Because there is no flow needed in the setup, the whole design is rather simple compared to the ones where flow is included (Microfluidic Channel Design). Here, the whole channel can simply be filled with cell-agarose suspension. Upon solidification to a gel, the channel can be connected to a reservoir containing the inducer molecule on one side. Likewise we do not need recycling because AHL can diffuse through the whole channel and does not have to diffuse against a flow. Moreover, having a tube instead of a microfluidic device would save us some time that we would need otherwise for the channel construction.
Modeling the system thus had a profound effect on the process design, leading to an extensive reduction of complexity and error-proneness. Additionally, the AHL induced alarm system would be much easier to establish in a channel without flow.
Results
Fluorescence pictures of the tube showed a clear gradient of the fluorescence signal over approximately 5 cm of the tube. After 5 cm, the signal strength dropped under the background noise.

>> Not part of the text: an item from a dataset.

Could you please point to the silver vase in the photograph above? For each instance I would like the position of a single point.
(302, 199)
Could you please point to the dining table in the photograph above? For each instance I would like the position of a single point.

We quantified the fluorescence signal using a moving average of 80×80 pixel, which moved along the symmetry axis of the tube (see Figure 7), in red you can see the corresponding reaction diffusion model.
The fluorescence distribution of this experiment has a similar shape as the distributions predicted by the model (see modeling section). The difference in the experimental results compared to the simulations can be explained mainly due to the different diffusing molecules: the simulations were obtained for acetaldehyde, whereas the experiments were carried out with IPTG. We expect the different values of the diffusion as well as of the degradation constants of the two molecules to be the main reason for the differences.